Wash (washes to 96-syringe block)
- 3x repetition
- Volume 100 µl
- Distance above bottom: 2 mm
- Liquid class: Aspirate water
- Fill time: 9
- Empty time: 12
NanoWash (washes the protein nano-needle)
- Volume 200 µl
- Check to see that needle aspiration blows bubbles in wash solution during washing
Aspirate (loads screen solutions into the 96-well syringes)
- Identify screen block location (arranged with A1 on front left) on the decks.
- 62 µl (allows 60 µl well + 2 µl for drop) - this volume is PER well+drop
- Air gap: 0
- Pre-dispense: 0
- Distance above bottom: 2 mm (for less than half-empty blocks) or 15 mm (for more than half-full)
- Liquid class: Aspirate screen
Dispense (deliver solutions to well from 96-syringe block)
- Volume delivery: 60 µl
- Identify tray location on deck, and WELL location w/in tray
- Distance above bottom: 1 mm
- Tip touch: None
- Liquid class: Dispense screen
Dispense (deliver solutions to drop from 96-syringe block)
- Volume delivery: 0.2 µl
- Identify tray location on deck (drop A1 on front left) and DROP location w/in tray
- Distance above bottom: 0.1mm
- Tip touch: None
- Liquid class: Dispense screen
NanoAspirate (sucks protein up into nano-needle)
- Define location of protein chill block and protein well (usually A1, front left)
- Volume for a 96-well tray of 0.2 µl drops would be 96*0.2+10 i.e. 30 µl using 10 µl as dead volume
- This volume is for ALL the drops, dispensed via inkjet-like mechanism.
- VOLUME DEPENDS ON: what you've specified as drop volume in #5 Dispense (so for 0.2 µl the total is 30 µl)

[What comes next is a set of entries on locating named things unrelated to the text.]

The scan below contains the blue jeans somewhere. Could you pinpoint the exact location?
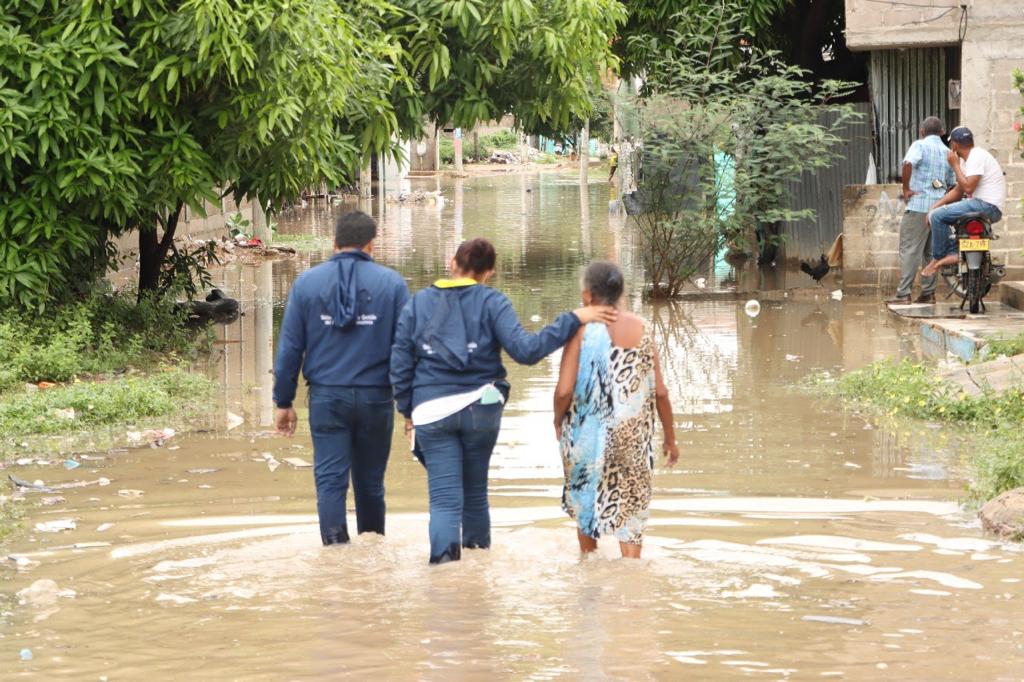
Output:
[931,199,1002,260]
[309,386,394,545]
[416,402,503,563]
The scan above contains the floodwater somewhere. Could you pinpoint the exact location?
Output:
[0,174,1024,680]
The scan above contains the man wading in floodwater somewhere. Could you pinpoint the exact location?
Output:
[273,211,409,545]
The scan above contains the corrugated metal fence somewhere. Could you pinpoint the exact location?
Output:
[782,102,873,260]
[869,47,954,182]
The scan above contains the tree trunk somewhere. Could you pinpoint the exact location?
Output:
[138,204,183,298]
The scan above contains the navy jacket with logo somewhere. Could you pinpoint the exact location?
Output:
[391,285,580,417]
[273,251,409,408]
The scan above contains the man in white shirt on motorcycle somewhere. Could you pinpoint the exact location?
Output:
[921,126,1007,278]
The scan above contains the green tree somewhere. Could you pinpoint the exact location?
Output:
[0,0,397,305]
[614,0,794,78]
[0,0,625,307]
[385,0,626,134]
[627,2,856,297]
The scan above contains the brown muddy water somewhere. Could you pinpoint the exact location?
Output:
[0,174,1024,680]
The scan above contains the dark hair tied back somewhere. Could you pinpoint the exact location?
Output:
[583,260,626,305]
[334,211,377,249]
[455,238,498,274]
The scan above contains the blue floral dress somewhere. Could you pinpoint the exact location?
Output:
[561,325,655,544]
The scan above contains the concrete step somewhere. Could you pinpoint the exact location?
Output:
[889,282,1024,361]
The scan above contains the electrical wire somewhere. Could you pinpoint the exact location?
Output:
[910,7,964,24]
[864,0,956,10]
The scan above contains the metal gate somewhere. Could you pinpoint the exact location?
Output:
[782,102,873,260]
[869,47,958,182]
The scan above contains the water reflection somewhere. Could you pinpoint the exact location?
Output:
[6,174,1022,680]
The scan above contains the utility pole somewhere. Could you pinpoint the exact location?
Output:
[250,197,273,244]
[452,128,462,173]
[359,161,374,199]
[580,119,590,185]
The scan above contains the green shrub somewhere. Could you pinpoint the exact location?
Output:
[970,424,1024,503]
[0,370,214,439]
[811,360,1024,502]
[438,137,455,165]
[0,294,195,391]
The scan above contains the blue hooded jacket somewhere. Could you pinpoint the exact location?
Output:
[273,251,409,408]
[391,285,580,418]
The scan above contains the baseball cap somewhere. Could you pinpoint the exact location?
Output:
[949,126,974,144]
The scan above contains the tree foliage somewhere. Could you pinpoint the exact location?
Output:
[614,0,794,78]
[0,0,624,307]
[632,2,856,297]
[385,0,626,134]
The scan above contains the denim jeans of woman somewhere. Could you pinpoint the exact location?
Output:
[309,386,394,545]
[416,402,503,563]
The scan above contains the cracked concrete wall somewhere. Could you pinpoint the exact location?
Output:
[844,0,1024,286]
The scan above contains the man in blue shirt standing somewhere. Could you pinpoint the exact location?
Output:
[273,211,409,545]
[889,116,956,303]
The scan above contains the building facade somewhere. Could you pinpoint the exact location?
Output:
[844,0,1024,286]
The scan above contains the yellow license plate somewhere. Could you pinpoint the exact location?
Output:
[961,240,989,251]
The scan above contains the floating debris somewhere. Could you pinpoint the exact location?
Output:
[17,578,77,607]
[800,615,867,626]
[36,518,78,532]
[227,412,246,431]
[126,429,177,447]
[7,474,53,493]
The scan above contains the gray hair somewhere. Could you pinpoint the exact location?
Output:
[921,116,946,135]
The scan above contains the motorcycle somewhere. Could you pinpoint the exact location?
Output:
[941,213,1007,314]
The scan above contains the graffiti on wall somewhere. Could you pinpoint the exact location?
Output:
[864,190,906,232]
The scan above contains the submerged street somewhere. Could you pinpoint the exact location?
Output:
[0,173,1024,680]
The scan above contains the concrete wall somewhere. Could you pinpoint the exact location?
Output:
[843,184,906,289]
[844,0,1024,280]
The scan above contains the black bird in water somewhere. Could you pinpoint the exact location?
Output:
[800,254,831,286]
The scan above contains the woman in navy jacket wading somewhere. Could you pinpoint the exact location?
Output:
[391,239,615,563]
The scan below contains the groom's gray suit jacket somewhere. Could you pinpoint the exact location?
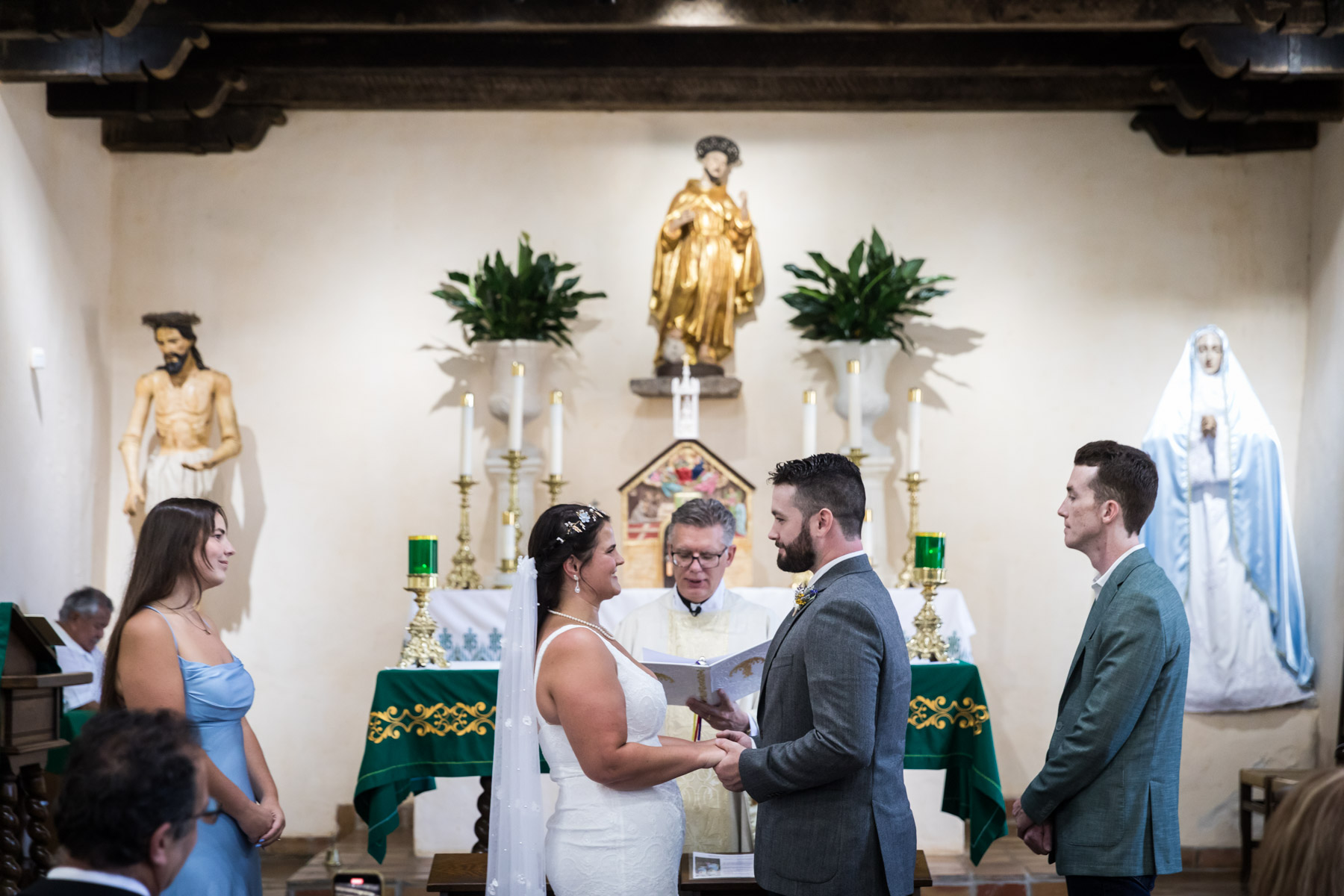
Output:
[739,556,915,896]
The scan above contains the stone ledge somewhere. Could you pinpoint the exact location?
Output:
[630,376,742,399]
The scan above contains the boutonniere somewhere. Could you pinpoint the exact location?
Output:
[793,585,817,615]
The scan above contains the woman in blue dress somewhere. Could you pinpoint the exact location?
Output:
[102,498,285,896]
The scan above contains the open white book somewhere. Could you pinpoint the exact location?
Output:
[644,641,770,706]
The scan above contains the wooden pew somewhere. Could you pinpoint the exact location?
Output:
[425,849,933,896]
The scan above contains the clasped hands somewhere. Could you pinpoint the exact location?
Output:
[1012,799,1055,856]
[685,689,756,792]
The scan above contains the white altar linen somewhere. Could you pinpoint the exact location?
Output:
[405,588,976,856]
[406,588,976,662]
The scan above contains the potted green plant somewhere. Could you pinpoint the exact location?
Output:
[433,232,606,420]
[781,227,951,457]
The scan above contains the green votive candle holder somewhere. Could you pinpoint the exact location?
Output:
[915,532,946,570]
[406,535,438,575]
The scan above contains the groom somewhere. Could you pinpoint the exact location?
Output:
[715,454,915,896]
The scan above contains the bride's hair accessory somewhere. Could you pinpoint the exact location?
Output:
[555,505,606,544]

- Make sure at least 20 µl more than this in the protein vial
- Distance from bottom: 0.5 mm
- Liquid class: NanoAspirate
- Predispense 2 µl x2
NanoDispense (dispenses protein to drop)
- Define location of tray (as with drop/well Dispense step)
- Select drop position (as with drop Dispense step)
- Drop volume: 0.2 µl
- Location: Fill All Plate
- Class NanoDispense
- Speed 25%
Exchange
- Allows you to remove and seal plate, and recover protein solution as necessary
- The operations freeze until you press return
Wash
- parameters as step 1
NanoWash (wash the nano-needle again)
- volume 30 µl - use the same volume as the NanoAspirate step
NanoWash (wash the nano-needle again)
- volume 60 µl - use twice the volume of the previous step
NanoWash (wash the nano-needle yet again)
- volume 200 µl
NanoDispense
- desination B1 of protein chill block in which you should have a small tube
- volume 1000 µl with the PURGE button clicked
Wash
- use the same parameters as step 1, the 96-well syringe washing step
Wash
- use the same parameters as step 1, the 96-well syringe washing step

And this, at long last, is a complete run programmed into the computer. It takes rather longer to program it than it does to execute it so it pays to save your own protocol to the folder under your own name. At present no sub-directories are allowed so tagging it with your own name is wise and avoids confusion.

Phil Jeffrey, first version: March 2010, most recent update: September 2016.